MRI and other brain scanning technologies are finding out the real deal behind what shamans have known for millennia. That psilocybin and psychedelics in general with their boundary and ego dissolving abilities are a healthy part of the human experience. We're not advocating that you go out and shroom yourself to happiness if you are feeling blue, but research certainly suggests that magic mushrooms will play a role in the development of future psychological treatments.

WALLS ARE TUMBLING DOWN.

Preconceptions about psychedelics only being used by hedonistic hippie freaks are challenged once more by a recent study carried out at the University Hospital Zurich. Researchers there found that psilocybin, the psychoactive ingredient in magic mushrooms, may provide relief from social pain and other social anxieties. Social, clinical, health, and developmental psychologists have each explored aspects of social pain. The experience of pain due to interpersonal rejection or loss, such as rejection from a social group, bullying, or the loss of a loved one results from the activation of certain components in physical pain systems. The study was published in the journal Proceedings of the National Academy of Sciences.

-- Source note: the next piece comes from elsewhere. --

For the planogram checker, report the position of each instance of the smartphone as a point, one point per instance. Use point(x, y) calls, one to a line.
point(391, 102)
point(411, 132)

While their brain activity was being scanned 21 adults were administered either a mild non hallucinogenic dose of psilocybin or a placebo. Mimicking social pain was achieved by having the 21 participants play a video game of catch which was designed to gradually exclude individual’s avatars. A survey conducted afterwards assessed responses and targeted questions gauged whether the participant was too high. The results showed that those who took the psilocybin rather than the placebo experienced less social isolation and negative feelings of rejection. They knew they were being rejected, but were not as affected by the psychic rough housing as those who took the fake pill.

Lead researcher Katrin Preller explained psilocybin specifically targeted the S1A and S2A serotonin receptors of the dorsal anterior cingulate cortex suggesting this part of the brain plays a part in the experience of social pain.
Disruption of the neurotransmitter serotonin is what many scientists believe is responsible for depression and anxiety. The top five psychological drugs prescribed in the US in 2013 were all for depression, anxiety and PTSD. Three were serotonin re-uptake inhibitors, the same system affected by psilocybin. These figures suggest that psilocybin derived or inspired medicines can play a significant role in the future of mental health.

OUTRO

One thing is proving to be true. Scientific research is not making discoveries about psilocybin and psychedelics in general. Neither are psychologists discovering new treatments for psychological disorders. Both are giving scientific context and expert meaning to ancient lore and shamanism. Laying the groundwork for a unified framework for integrative research which has until recently been veiled in modern culture by schedule one crazed bureaucratic tsars.